For many, Medicare is their lifeline; their only means of health insurance. Anyone who has worked a lifetime for employers that didn’t provide health benefits knows the respite, relief and peace of mind Medicare provides for people 65+ and individuals with certain disabilities.
Millions of older Latinos spent careers in manual labor, as well as part-time positions – which typically provide few or no health benefits. For these men and women, and others like them, the significance of Medicare – and Social Security – runs deep.
It keeps them from seeking emergency room care and passing those costs on to taxpayers and the government; generating higher costs, huge inefficiencies and minimal health security.
However, Congress and the Administration are looking for ways to balance the budget and Medicare is in the line of fire. Enacted in 1965, Medicare was no arbitrary decision. Before Medicare, no standard health insurance existed for all seniors, but for 46 years, Medicare services have addressed pressing health care needs while improving its coverage over time.
Medicare is definitely costly and the pressure of 78 million aging baby boomers will increase it. But in discussing ways to lower the national deficit and reduce debt, proposals have been laid out that would take apart and destroy Medicare as we know it. Not the way to go!
Have we forgotten why we created this system? In the early 1960s most older people had no health coverage, except the fortunate few who could pay out-of-pocket or found coverage under rare companies with enough vision to see the benefit of group insurance for seniors.
The U.S. was proud when Medicare became a reality. We are a caring, compassionate nation that acknowledges the plight of its most vulnerable citizens and takes steps to correct it. So, how can we, in good conscience, tear down the good thing we thoughtfully created – jeopardizing the lives of 47 million older Americans? Medicare is about living, breathing human beings, not just dollars and cents.

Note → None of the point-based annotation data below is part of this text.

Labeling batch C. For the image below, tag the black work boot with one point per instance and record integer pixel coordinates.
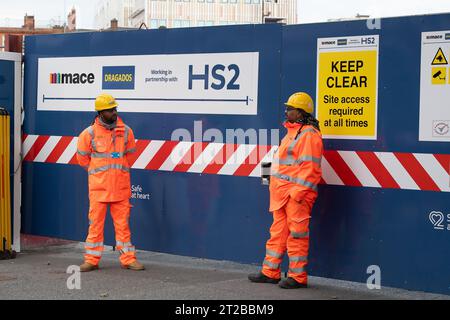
(290, 283)
(261, 278)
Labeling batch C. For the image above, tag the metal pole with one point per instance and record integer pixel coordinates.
(262, 5)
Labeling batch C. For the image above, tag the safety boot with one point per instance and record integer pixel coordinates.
(291, 283)
(86, 267)
(136, 266)
(261, 278)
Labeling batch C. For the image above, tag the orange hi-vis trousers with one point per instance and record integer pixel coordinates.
(289, 231)
(120, 212)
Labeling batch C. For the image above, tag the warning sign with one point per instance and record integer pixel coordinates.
(434, 118)
(347, 86)
(439, 58)
(439, 75)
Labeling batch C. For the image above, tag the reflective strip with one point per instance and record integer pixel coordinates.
(295, 180)
(94, 253)
(274, 254)
(271, 264)
(106, 155)
(94, 244)
(127, 132)
(298, 259)
(123, 244)
(110, 166)
(290, 162)
(300, 234)
(297, 270)
(83, 153)
(125, 250)
(91, 132)
(293, 143)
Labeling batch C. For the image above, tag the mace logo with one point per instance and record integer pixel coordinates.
(118, 77)
(72, 78)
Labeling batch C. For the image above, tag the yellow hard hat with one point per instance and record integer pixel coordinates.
(104, 102)
(301, 100)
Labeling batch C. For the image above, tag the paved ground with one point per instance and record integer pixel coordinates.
(40, 273)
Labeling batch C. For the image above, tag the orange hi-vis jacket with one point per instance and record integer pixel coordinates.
(104, 153)
(296, 170)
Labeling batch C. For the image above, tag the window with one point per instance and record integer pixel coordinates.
(156, 23)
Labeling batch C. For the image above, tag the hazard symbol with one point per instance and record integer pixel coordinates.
(439, 58)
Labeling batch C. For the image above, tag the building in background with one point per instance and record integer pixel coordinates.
(11, 38)
(192, 13)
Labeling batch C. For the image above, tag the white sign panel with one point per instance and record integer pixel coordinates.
(213, 83)
(434, 120)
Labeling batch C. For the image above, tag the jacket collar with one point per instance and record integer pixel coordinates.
(117, 125)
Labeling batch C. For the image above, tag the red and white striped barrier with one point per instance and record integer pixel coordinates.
(413, 171)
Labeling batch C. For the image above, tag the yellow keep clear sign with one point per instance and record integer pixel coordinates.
(347, 86)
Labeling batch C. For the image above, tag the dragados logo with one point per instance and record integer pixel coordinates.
(118, 77)
(71, 78)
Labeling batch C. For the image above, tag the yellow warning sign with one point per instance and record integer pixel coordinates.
(439, 58)
(438, 75)
(347, 87)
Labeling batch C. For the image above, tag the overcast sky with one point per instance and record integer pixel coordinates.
(55, 11)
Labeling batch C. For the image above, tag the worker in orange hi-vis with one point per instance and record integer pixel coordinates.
(295, 174)
(103, 150)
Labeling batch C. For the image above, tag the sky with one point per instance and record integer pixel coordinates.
(55, 11)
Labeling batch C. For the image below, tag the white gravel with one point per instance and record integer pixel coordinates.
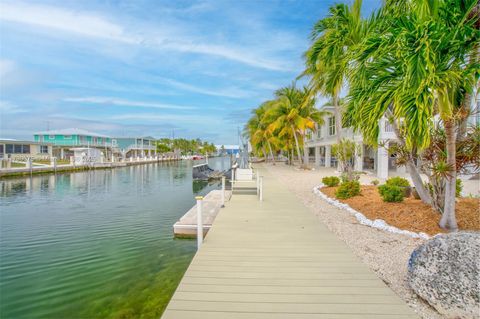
(385, 253)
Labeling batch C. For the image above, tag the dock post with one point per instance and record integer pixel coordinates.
(199, 221)
(261, 188)
(223, 191)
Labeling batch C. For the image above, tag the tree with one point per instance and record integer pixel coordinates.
(416, 64)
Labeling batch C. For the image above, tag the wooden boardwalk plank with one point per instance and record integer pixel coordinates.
(274, 259)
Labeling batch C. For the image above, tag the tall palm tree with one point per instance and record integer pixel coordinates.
(294, 114)
(327, 59)
(413, 66)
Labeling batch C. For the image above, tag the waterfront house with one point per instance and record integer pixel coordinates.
(227, 149)
(378, 161)
(20, 150)
(136, 146)
(65, 139)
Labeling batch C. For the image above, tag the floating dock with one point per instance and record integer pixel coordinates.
(187, 225)
(65, 168)
(275, 259)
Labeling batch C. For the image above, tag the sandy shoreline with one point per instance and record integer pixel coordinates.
(385, 253)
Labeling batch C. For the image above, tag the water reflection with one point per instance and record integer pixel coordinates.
(95, 244)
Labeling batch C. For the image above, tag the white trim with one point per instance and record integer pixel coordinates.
(377, 223)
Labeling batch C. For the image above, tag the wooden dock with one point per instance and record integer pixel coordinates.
(275, 259)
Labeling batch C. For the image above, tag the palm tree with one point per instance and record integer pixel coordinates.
(256, 129)
(327, 59)
(293, 114)
(413, 66)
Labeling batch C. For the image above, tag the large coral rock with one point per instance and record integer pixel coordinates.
(445, 271)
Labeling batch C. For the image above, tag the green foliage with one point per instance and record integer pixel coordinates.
(331, 181)
(391, 193)
(397, 181)
(348, 189)
(458, 187)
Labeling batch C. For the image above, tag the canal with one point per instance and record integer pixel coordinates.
(95, 244)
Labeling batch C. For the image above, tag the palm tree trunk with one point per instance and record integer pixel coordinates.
(448, 219)
(338, 118)
(297, 145)
(412, 168)
(271, 152)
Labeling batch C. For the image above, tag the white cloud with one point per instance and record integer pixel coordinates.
(93, 25)
(86, 24)
(10, 108)
(124, 102)
(6, 67)
(229, 92)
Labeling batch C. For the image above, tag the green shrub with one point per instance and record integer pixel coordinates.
(331, 181)
(397, 181)
(391, 193)
(458, 187)
(348, 189)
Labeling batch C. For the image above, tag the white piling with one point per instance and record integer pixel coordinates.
(223, 191)
(261, 188)
(199, 221)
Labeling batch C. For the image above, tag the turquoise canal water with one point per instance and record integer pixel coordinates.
(96, 244)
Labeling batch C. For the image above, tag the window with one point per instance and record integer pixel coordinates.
(331, 126)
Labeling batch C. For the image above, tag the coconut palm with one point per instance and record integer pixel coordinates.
(293, 114)
(256, 128)
(414, 65)
(327, 59)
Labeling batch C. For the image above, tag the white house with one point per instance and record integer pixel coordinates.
(377, 160)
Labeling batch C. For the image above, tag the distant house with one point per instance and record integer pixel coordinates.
(376, 160)
(227, 149)
(65, 139)
(136, 146)
(21, 149)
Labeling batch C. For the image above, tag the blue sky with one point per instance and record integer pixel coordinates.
(147, 67)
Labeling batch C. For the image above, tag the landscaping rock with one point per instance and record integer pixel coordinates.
(445, 271)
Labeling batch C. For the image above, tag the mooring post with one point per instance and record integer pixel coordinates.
(199, 221)
(261, 188)
(223, 191)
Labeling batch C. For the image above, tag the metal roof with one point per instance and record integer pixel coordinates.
(71, 131)
(12, 141)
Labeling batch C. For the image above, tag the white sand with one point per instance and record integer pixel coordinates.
(385, 253)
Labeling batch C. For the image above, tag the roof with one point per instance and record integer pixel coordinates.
(71, 131)
(135, 137)
(12, 141)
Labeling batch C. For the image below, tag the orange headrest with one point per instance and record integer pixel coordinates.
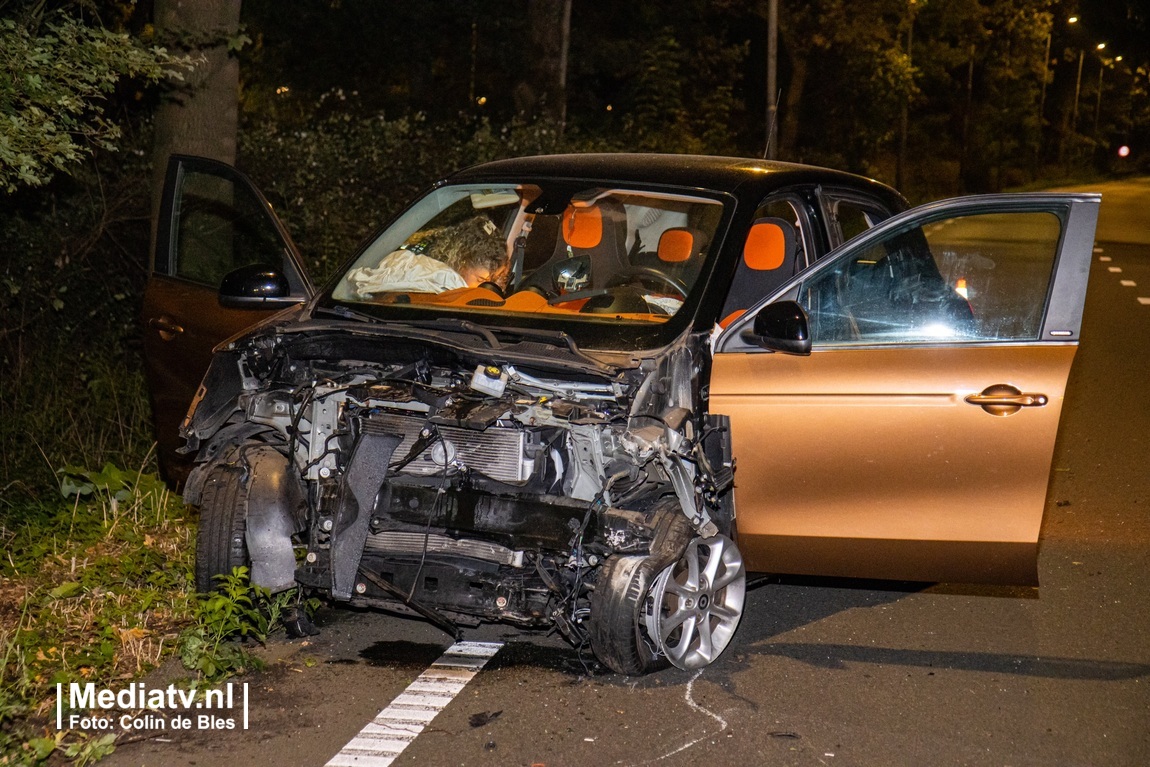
(677, 245)
(767, 245)
(582, 227)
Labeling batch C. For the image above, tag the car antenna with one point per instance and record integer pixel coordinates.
(771, 128)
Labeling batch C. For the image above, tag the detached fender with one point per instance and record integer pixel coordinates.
(275, 500)
(215, 400)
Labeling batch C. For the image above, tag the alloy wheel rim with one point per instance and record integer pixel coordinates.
(695, 605)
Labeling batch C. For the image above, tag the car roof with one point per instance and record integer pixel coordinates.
(741, 176)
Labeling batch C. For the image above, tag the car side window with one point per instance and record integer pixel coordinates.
(972, 278)
(217, 227)
(790, 211)
(848, 217)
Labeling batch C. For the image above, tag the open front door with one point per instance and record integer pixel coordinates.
(212, 222)
(915, 440)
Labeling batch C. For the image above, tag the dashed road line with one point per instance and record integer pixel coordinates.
(393, 728)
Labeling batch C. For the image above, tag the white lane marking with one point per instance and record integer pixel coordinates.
(696, 707)
(393, 728)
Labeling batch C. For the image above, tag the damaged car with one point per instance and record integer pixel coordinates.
(592, 392)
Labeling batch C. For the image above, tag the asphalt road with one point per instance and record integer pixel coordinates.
(821, 672)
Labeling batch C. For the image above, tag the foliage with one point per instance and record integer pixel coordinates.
(71, 278)
(56, 73)
(93, 588)
(238, 610)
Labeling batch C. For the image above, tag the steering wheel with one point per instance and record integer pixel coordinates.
(651, 273)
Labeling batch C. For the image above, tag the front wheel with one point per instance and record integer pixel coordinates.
(220, 544)
(619, 638)
(695, 605)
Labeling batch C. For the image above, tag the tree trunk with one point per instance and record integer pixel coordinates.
(545, 91)
(199, 115)
(792, 104)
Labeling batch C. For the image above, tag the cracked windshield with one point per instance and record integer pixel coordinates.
(592, 253)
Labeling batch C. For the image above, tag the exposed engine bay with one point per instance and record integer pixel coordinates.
(420, 472)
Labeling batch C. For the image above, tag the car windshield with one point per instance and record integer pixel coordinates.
(537, 252)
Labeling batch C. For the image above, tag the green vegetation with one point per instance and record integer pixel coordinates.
(98, 590)
(93, 589)
(59, 73)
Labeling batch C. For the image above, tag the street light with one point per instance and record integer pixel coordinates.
(1078, 85)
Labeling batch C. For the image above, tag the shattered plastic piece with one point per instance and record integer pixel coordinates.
(483, 718)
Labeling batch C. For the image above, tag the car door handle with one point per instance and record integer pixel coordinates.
(1003, 399)
(166, 326)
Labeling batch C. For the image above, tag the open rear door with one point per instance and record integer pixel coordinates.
(212, 222)
(915, 440)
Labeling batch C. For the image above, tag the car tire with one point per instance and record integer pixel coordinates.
(619, 638)
(220, 544)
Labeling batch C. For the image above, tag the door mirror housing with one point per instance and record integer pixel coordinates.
(255, 285)
(781, 327)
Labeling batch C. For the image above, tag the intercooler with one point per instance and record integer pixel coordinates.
(496, 452)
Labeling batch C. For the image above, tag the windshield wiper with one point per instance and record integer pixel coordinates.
(556, 338)
(455, 324)
(344, 313)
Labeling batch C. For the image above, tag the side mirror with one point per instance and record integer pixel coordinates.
(255, 286)
(781, 327)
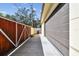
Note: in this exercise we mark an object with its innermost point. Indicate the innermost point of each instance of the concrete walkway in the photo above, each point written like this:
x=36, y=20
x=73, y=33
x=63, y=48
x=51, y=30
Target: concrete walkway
x=32, y=47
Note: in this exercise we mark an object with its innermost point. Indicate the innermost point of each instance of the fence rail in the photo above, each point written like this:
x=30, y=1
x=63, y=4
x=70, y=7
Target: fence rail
x=12, y=34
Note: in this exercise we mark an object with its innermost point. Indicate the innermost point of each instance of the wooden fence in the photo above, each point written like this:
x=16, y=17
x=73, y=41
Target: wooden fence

It is a crime to shift the enormous burden of rising health care costs to the shoulders of older Americans by changing the guaranteed, secure structure of Medicare and replacing it with a system that makes seniors buy insurance from private plans covered by a dwindling amount of Medicare premium coverage. That’s not keeping the Medicare promise of secure health care.
Other proposals include arbitrarily capping the annual growth of Medicare spending, effectively turning Medicare into a premium support system. The result could be higher costs and reduced care for current beneficiaries due to spending cap enforcement. The nonpartisan Congressional Budget Office has determined that under one of these proposals, premium costs and co-insurance would double for future beneficiaries – people turning 67 in 2022 – from approximately $5,500 to $12,500.
We can’t maintain our current spending rate, growing deficit or deepening long-term debt. We’ve got to make changes, just as Congresses and Administrations have done in the past. Medicare also needs to be adjusted in these challenging times.
But what about asking different questions, like, “How do we strengthen, build up and modernize Medicare to reduce costs while making it more efficient, effective and affordable for current and future beneficiaries?” or “What opportunities have we overlooked – or avoided – that would reduce the deficit without further burdening Medicare beneficiaries?”
The Affordable Care Act of 2010 was controversial, yet AARP supported it because of its many positive points, like its potential to expand health care coverage to more people, promote preventive care, reduce prescription drug costs, slow the growth of Medicare and improve guaranteed benefits. Current proposals seem to fly in the face of these goals.
Times are tough, but let’s not crush the American dream. Let’s not decimate Medicare. Let’s value all our human resources, both young and old. A strong Medicare system shows care and compassion and helps to maintain our dream.
Rocky Egusquiza is VP, Multicultural Markets of AARP.